Your Impala is Heavier than my 1963 Grand Prix at 4,200 pounds with me in it & 25 gallons of gasoline in the tank.
 
Can't really go back and Redo the Shortblock.
Its been machined and balanced.
I would have chose a Dished piston.
+ 15 To 20 cc Dish.
Keep the build simple and no Trickery needed in cam timing, Slow spark advance, Exact Carb fuel delivery.
Low gears like 3.90-4.56 in the diff lessons the load the engines sees.
Less likely to run into Detonation issues.
Your Impala is Heavier than my 1963 Grand Prix at 4,200 pounds with me in it & 25 gallons of gasoline in the tank.

No we can't... re-machining the block isn't in the budget... ;)
My calculations for SCR and DCR look like they will be fine...
Frank is a heavy beast for sure...

Any thoughts on the Promaxx heads I'm looking at Brian? They look like a good value option.. better than the E-Streets.

72cc is good for SCR..

http://www.promaxxperformance.com/index.php/racing-parts/sbc/sbc-small-block-chevy-2112.html
 
I'll start on a written plan too..

If you have access to Excel, it's a wonderful tool for just this type of situation.
Below is my Excel file for purchasing. The colored rows signify the components
that I wanted the machine shop to buy at that time.
 

Attachments

  • EnginePurchasingList-Carters01a.xlsx
    12.6 KB · Views: 1
Any thoughts on the Promaxx heads I'm looking at
Maybe it don't matter, but are those heads straight plug or angled. They look
to be straight, but I can't tell for sure. Will they work with your headers?

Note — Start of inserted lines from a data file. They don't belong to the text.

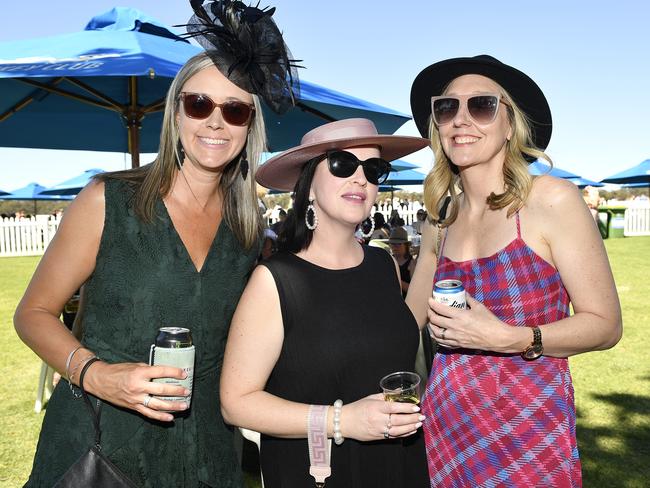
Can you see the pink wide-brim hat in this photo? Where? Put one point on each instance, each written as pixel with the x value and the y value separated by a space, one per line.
pixel 282 171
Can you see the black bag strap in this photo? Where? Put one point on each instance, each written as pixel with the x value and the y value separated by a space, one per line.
pixel 443 210
pixel 96 415
pixel 429 345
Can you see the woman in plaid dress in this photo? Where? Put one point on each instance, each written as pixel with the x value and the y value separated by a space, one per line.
pixel 499 401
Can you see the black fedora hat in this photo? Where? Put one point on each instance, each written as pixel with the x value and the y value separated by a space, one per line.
pixel 523 90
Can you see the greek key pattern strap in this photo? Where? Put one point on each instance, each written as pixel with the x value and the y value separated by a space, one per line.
pixel 319 445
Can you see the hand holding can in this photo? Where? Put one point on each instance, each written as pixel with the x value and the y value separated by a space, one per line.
pixel 174 347
pixel 450 293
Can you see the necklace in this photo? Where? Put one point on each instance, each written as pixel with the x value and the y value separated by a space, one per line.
pixel 201 206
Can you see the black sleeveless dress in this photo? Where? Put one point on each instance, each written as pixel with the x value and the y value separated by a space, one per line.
pixel 144 279
pixel 343 331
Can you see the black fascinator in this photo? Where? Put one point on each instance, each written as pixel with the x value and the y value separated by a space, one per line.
pixel 247 47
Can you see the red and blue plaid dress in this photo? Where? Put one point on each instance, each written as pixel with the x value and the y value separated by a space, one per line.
pixel 498 420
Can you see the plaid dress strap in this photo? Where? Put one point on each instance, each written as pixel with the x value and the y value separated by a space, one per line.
pixel 497 420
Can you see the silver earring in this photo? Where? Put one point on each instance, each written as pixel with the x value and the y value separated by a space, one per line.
pixel 372 228
pixel 314 222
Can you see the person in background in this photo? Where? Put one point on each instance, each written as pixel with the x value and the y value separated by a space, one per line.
pixel 168 244
pixel 382 229
pixel 524 248
pixel 400 248
pixel 420 217
pixel 269 246
pixel 304 337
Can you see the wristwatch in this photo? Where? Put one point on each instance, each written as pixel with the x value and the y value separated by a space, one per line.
pixel 536 349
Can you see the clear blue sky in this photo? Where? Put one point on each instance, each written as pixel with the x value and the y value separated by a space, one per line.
pixel 591 58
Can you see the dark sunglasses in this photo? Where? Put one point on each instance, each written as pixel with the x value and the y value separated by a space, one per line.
pixel 343 164
pixel 482 109
pixel 233 112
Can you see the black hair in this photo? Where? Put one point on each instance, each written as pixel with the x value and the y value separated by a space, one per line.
pixel 294 235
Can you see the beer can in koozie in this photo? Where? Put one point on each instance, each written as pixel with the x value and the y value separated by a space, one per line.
pixel 450 293
pixel 174 347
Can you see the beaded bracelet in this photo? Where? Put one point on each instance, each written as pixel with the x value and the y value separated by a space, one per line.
pixel 69 360
pixel 79 364
pixel 338 437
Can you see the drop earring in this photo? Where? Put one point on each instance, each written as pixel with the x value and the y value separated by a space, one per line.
pixel 181 155
pixel 314 221
pixel 243 163
pixel 372 227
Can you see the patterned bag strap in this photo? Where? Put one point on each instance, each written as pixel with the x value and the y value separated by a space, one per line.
pixel 319 444
pixel 96 415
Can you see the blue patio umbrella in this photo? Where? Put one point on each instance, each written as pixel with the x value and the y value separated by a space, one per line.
pixel 405 177
pixel 639 174
pixel 583 182
pixel 33 192
pixel 538 168
pixel 73 185
pixel 103 89
pixel 399 165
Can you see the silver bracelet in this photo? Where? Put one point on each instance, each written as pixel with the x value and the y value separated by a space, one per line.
pixel 69 360
pixel 338 437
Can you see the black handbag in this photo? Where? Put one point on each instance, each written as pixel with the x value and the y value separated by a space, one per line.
pixel 93 469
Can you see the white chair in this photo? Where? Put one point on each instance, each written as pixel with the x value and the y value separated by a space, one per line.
pixel 255 437
pixel 44 390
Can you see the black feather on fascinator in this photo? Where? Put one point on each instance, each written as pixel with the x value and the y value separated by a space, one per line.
pixel 247 47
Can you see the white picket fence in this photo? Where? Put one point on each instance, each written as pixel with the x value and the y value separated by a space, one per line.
pixel 637 221
pixel 27 237
pixel 30 237
pixel 406 210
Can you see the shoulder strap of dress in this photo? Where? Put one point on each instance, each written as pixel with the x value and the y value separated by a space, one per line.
pixel 442 216
pixel 518 225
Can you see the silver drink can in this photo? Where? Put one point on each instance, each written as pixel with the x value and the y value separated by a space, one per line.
pixel 450 293
pixel 174 347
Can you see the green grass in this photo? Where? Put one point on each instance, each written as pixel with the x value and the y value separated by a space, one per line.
pixel 612 387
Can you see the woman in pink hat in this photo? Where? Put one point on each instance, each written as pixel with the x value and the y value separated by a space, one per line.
pixel 322 321
pixel 499 401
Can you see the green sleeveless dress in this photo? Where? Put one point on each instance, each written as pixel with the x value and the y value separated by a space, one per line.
pixel 144 279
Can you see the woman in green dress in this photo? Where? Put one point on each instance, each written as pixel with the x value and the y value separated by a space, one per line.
pixel 169 244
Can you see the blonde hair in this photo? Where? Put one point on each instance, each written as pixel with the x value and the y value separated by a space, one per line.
pixel 240 201
pixel 444 178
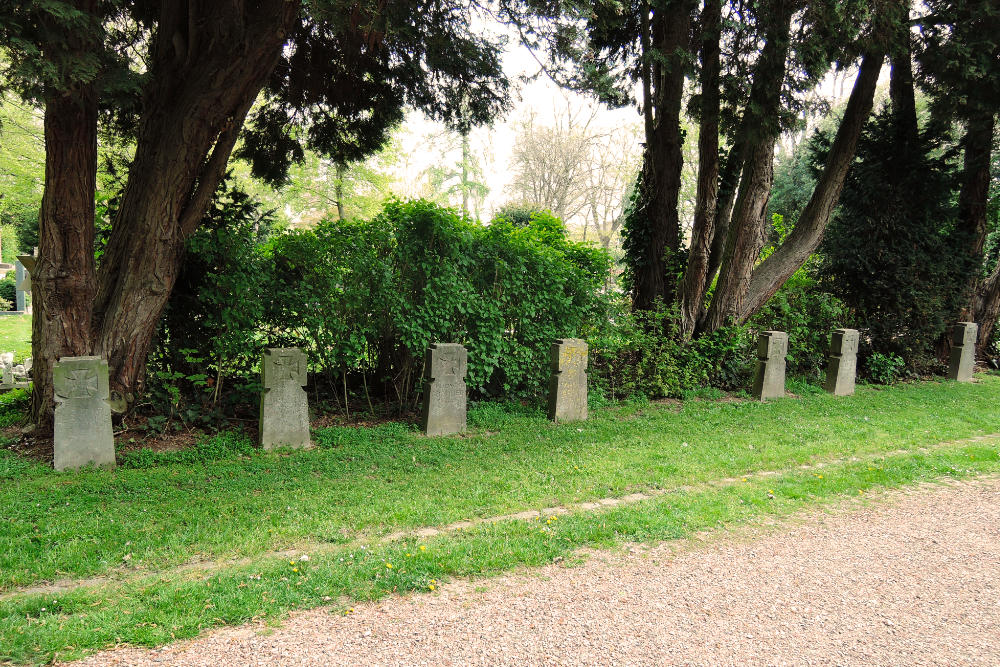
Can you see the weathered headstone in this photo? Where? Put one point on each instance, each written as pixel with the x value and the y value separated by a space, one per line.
pixel 22 284
pixel 842 364
pixel 23 287
pixel 445 366
pixel 284 404
pixel 568 382
pixel 82 429
pixel 769 381
pixel 963 352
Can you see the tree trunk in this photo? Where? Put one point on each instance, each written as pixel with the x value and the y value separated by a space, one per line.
pixel 772 273
pixel 206 72
pixel 988 311
pixel 662 160
pixel 63 279
pixel 747 230
pixel 693 284
pixel 984 306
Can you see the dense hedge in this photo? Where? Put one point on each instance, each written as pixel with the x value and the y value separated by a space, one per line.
pixel 365 298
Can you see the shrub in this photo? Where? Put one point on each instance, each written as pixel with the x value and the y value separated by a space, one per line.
pixel 8 291
pixel 366 298
pixel 808 313
pixel 884 368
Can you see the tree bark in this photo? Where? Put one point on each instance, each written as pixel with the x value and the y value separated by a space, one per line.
pixel 772 273
pixel 663 158
pixel 746 235
pixel 691 294
pixel 210 60
pixel 984 306
pixel 64 277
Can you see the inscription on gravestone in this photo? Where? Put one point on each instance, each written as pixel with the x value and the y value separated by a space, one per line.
pixel 568 382
pixel 284 404
pixel 445 366
pixel 82 429
pixel 769 380
pixel 963 352
pixel 842 364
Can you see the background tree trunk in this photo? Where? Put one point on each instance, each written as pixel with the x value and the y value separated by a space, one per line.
pixel 747 231
pixel 691 294
pixel 63 279
pixel 772 273
pixel 662 159
pixel 207 71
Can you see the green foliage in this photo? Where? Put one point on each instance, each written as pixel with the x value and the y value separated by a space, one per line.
pixel 639 353
pixel 219 447
pixel 366 298
pixel 808 313
pixel 892 252
pixel 8 290
pixel 883 368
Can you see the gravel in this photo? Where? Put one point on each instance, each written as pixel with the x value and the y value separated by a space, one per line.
pixel 915 581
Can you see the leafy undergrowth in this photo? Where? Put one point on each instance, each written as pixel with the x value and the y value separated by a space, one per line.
pixel 225 499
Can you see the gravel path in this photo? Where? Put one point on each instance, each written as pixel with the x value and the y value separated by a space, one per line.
pixel 913 581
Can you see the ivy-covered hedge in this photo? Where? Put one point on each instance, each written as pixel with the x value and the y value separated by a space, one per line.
pixel 365 298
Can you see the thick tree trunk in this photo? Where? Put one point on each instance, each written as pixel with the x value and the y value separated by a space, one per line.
pixel 984 306
pixel 207 70
pixel 63 279
pixel 772 273
pixel 691 294
pixel 747 232
pixel 662 160
pixel 988 311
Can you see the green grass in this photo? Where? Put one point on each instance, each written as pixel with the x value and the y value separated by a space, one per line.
pixel 15 335
pixel 227 500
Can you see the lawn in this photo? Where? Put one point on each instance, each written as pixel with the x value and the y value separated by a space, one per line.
pixel 15 335
pixel 230 503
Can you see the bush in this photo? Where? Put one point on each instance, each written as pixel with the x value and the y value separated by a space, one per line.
pixel 640 354
pixel 8 291
pixel 808 313
pixel 893 252
pixel 366 298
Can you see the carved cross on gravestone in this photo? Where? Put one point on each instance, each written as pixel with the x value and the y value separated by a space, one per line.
pixel 963 352
pixel 568 382
pixel 842 364
pixel 769 380
pixel 82 432
pixel 445 366
pixel 284 404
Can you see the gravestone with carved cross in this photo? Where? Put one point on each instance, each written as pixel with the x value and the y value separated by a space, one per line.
pixel 445 365
pixel 82 432
pixel 769 380
pixel 963 352
pixel 284 406
pixel 568 382
pixel 842 364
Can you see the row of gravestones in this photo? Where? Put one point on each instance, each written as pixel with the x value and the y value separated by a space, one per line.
pixel 83 416
pixel 769 379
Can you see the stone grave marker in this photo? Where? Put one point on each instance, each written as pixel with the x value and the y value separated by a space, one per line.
pixel 769 381
pixel 445 366
pixel 963 352
pixel 568 382
pixel 842 364
pixel 284 404
pixel 82 430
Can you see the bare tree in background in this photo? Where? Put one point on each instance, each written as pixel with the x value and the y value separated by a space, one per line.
pixel 579 172
pixel 615 161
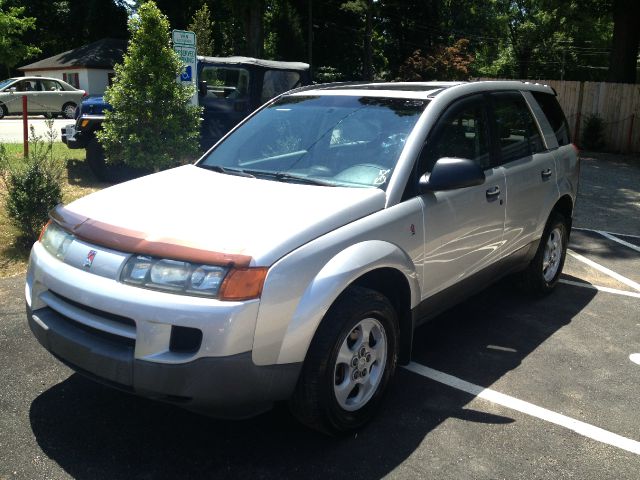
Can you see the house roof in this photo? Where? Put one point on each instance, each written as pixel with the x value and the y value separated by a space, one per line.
pixel 104 53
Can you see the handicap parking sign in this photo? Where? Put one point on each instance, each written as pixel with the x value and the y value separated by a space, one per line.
pixel 187 74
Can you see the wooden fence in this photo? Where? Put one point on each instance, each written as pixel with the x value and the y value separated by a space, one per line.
pixel 618 104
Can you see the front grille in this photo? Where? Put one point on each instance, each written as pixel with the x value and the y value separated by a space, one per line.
pixel 94 311
pixel 106 325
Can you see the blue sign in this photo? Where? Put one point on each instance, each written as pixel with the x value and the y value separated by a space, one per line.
pixel 187 74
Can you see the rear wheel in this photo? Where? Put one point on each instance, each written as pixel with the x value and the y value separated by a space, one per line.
pixel 349 364
pixel 69 110
pixel 543 272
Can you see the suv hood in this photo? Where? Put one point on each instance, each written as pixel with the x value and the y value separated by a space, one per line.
pixel 205 211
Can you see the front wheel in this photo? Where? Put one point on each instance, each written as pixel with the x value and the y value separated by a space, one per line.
pixel 543 272
pixel 349 364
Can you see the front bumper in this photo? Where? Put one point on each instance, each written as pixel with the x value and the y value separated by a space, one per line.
pixel 124 336
pixel 227 387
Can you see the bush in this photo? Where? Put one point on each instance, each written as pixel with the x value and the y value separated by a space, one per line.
pixel 33 187
pixel 153 125
pixel 593 133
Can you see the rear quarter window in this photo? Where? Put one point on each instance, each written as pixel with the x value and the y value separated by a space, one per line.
pixel 552 110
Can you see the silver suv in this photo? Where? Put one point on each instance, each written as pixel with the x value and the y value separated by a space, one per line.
pixel 48 96
pixel 294 260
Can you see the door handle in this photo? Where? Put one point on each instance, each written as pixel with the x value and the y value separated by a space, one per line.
pixel 493 192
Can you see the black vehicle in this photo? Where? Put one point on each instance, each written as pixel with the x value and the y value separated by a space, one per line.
pixel 229 88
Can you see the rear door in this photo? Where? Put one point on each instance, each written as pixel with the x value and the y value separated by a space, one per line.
pixel 529 168
pixel 463 227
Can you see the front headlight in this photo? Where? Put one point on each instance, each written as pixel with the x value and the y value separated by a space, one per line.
pixel 55 240
pixel 173 276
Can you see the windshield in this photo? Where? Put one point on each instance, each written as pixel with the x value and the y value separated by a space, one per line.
pixel 328 140
pixel 6 82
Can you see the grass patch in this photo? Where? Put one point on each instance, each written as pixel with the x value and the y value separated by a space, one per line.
pixel 77 181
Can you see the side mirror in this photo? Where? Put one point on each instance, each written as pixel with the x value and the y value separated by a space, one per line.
pixel 450 174
pixel 202 88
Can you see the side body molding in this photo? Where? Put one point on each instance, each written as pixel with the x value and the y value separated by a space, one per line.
pixel 299 320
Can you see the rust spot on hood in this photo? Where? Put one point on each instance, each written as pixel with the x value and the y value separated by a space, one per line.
pixel 131 241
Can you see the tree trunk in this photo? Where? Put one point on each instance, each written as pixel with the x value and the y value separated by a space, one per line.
pixel 367 60
pixel 254 28
pixel 626 38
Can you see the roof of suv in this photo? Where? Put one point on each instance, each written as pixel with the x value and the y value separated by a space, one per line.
pixel 421 90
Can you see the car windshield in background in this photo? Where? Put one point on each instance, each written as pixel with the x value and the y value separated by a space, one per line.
pixel 6 82
pixel 328 140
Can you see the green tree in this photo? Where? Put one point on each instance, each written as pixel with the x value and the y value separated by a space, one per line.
pixel 445 63
pixel 202 26
pixel 153 125
pixel 13 24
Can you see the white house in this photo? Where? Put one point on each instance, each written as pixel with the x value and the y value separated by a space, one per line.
pixel 89 67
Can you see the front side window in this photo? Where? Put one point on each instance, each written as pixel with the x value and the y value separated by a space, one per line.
pixel 516 130
pixel 50 86
pixel 27 86
pixel 72 79
pixel 460 133
pixel 226 82
pixel 337 140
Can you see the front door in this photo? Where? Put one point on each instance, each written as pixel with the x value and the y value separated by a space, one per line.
pixel 463 227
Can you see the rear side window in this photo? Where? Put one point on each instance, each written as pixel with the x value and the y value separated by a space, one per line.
pixel 516 130
pixel 555 115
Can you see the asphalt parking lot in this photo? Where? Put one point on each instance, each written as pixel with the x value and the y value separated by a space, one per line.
pixel 502 386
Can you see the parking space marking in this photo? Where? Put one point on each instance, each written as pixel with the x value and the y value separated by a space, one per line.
pixel 605 270
pixel 582 428
pixel 618 240
pixel 600 231
pixel 600 288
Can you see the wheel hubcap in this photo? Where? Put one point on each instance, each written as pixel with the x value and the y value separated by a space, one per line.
pixel 360 364
pixel 552 255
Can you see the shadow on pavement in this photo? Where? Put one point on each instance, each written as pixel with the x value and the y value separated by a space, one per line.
pixel 94 432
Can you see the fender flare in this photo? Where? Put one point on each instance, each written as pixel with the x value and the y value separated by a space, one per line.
pixel 335 276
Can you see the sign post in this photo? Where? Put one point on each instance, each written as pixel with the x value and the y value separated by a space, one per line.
pixel 184 44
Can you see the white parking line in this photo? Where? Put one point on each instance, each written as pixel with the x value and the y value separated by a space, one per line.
pixel 605 270
pixel 600 288
pixel 582 428
pixel 618 240
pixel 610 233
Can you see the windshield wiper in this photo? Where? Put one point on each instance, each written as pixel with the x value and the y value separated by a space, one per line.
pixel 284 176
pixel 290 177
pixel 226 170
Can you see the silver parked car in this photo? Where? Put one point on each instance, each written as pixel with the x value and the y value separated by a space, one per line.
pixel 294 260
pixel 46 96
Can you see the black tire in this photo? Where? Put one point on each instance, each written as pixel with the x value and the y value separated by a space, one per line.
pixel 314 401
pixel 536 279
pixel 96 160
pixel 69 110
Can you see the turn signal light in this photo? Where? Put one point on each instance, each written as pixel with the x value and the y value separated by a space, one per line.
pixel 243 284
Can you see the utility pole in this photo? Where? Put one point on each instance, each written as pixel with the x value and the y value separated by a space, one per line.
pixel 310 36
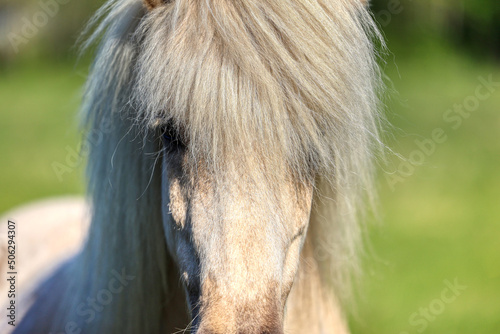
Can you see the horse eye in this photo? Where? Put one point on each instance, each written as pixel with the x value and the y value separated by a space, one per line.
pixel 170 137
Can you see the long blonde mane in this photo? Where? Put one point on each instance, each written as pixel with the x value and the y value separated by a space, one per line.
pixel 291 82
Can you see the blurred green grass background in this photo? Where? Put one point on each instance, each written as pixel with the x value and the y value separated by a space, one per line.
pixel 439 223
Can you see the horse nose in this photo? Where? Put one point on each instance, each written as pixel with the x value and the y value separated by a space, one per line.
pixel 266 329
pixel 241 318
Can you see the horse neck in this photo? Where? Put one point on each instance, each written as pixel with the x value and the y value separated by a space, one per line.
pixel 311 306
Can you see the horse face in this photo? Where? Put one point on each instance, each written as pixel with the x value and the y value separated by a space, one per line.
pixel 235 241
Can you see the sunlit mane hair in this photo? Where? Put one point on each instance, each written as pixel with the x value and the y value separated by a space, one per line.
pixel 292 82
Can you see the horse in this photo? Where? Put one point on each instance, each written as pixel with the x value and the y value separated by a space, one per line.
pixel 231 149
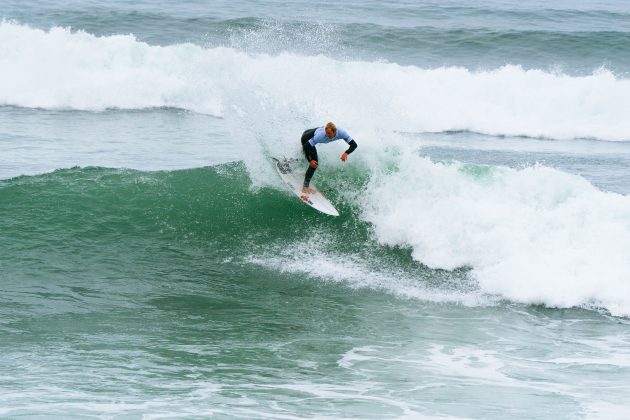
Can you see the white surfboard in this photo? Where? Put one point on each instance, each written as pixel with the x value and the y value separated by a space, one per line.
pixel 295 180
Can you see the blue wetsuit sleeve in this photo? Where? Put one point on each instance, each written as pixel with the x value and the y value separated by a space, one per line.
pixel 353 146
pixel 317 137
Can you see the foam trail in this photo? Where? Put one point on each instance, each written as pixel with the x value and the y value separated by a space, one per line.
pixel 533 235
pixel 75 70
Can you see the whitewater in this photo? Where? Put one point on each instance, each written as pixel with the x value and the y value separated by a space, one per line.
pixel 531 235
pixel 153 264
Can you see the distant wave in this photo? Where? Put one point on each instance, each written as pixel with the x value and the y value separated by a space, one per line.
pixel 61 69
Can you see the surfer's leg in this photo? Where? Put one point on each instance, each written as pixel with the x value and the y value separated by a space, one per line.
pixel 309 174
pixel 310 153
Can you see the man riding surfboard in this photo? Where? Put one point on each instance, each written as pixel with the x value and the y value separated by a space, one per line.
pixel 314 136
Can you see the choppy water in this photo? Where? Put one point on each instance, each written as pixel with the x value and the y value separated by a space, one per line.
pixel 152 264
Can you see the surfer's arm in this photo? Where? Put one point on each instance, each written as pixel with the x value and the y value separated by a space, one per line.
pixel 353 145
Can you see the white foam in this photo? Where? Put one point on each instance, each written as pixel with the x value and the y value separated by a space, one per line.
pixel 532 235
pixel 60 68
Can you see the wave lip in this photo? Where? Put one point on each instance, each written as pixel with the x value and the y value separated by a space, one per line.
pixel 61 69
pixel 534 235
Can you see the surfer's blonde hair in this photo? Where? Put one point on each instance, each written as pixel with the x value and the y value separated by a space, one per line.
pixel 331 125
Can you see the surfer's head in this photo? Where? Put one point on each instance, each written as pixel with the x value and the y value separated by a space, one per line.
pixel 331 129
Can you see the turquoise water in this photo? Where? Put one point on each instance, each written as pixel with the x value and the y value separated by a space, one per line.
pixel 153 265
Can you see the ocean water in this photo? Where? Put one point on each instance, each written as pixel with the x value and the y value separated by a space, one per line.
pixel 152 265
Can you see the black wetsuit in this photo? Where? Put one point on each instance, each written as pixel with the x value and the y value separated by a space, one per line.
pixel 310 152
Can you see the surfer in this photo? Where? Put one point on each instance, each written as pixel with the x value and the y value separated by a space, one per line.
pixel 313 136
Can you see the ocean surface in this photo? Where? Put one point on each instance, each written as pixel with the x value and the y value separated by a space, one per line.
pixel 152 264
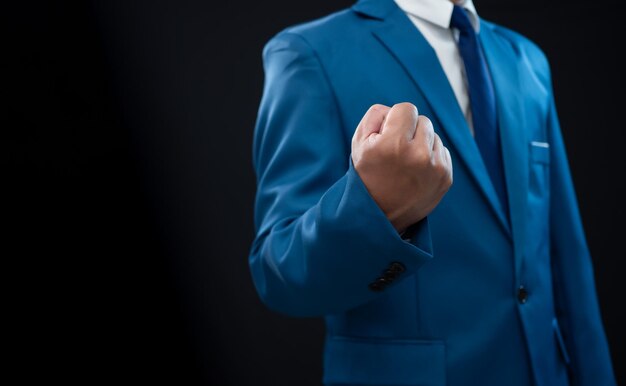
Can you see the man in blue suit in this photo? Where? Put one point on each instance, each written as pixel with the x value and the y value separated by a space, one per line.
pixel 484 281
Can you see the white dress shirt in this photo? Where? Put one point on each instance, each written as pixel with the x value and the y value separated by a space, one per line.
pixel 432 19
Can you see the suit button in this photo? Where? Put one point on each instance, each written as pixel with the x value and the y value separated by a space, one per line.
pixel 397 267
pixel 522 295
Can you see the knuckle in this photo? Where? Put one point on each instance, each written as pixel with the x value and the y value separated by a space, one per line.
pixel 406 106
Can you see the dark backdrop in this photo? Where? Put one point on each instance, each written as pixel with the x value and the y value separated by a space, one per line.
pixel 126 150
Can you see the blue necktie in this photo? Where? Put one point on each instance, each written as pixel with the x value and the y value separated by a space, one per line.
pixel 483 102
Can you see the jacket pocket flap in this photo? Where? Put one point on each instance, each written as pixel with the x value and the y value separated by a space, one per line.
pixel 384 362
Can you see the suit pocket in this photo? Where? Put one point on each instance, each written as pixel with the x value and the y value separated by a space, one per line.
pixel 361 361
pixel 560 341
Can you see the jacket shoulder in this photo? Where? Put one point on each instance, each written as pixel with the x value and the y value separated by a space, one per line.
pixel 527 50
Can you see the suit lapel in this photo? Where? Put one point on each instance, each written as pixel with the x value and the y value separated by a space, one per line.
pixel 504 69
pixel 407 45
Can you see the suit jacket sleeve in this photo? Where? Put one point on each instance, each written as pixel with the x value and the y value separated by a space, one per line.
pixel 577 307
pixel 320 237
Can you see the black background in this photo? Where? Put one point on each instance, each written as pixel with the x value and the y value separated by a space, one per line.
pixel 128 185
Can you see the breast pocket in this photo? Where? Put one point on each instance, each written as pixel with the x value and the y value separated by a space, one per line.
pixel 362 361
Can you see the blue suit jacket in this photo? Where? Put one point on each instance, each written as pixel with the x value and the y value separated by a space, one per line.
pixel 454 316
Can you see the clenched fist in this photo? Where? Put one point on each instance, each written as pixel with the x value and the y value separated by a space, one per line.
pixel 402 162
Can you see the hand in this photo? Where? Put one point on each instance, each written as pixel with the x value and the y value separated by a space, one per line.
pixel 402 162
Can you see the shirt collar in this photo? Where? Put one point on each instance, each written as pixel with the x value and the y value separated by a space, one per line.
pixel 438 12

If possible I would try to get the 7/16 inch studs in those heads or have you
already bought your rocker arms?
 
I found some flow data on those heads:
Intake = .100 - 65, .200 - 137, .300 - 189, .400 - 224, .500 - 235, .600 - 234.
Exhaust = .100 - 62, .200 - 104, .300 - 140, .400 -160, .500 - 170, .600 - 174.

I would definitely do some port matching and bowl clean up and you'll flow a little bit more.
I was playing with DD2000 and that crane solid cam would do pretty good with those heads!
 
Guesstimation of 401 hp @ 6000 and 415 tq @ 4500 with the crane solid. Pretty strong tq to be pulling Frank the Tank! You could gain about 3-4 hp if you retard it to 75lvc, but you would lose about 9 in tq. I ran it at 71 lvc for the 401hp/415tq.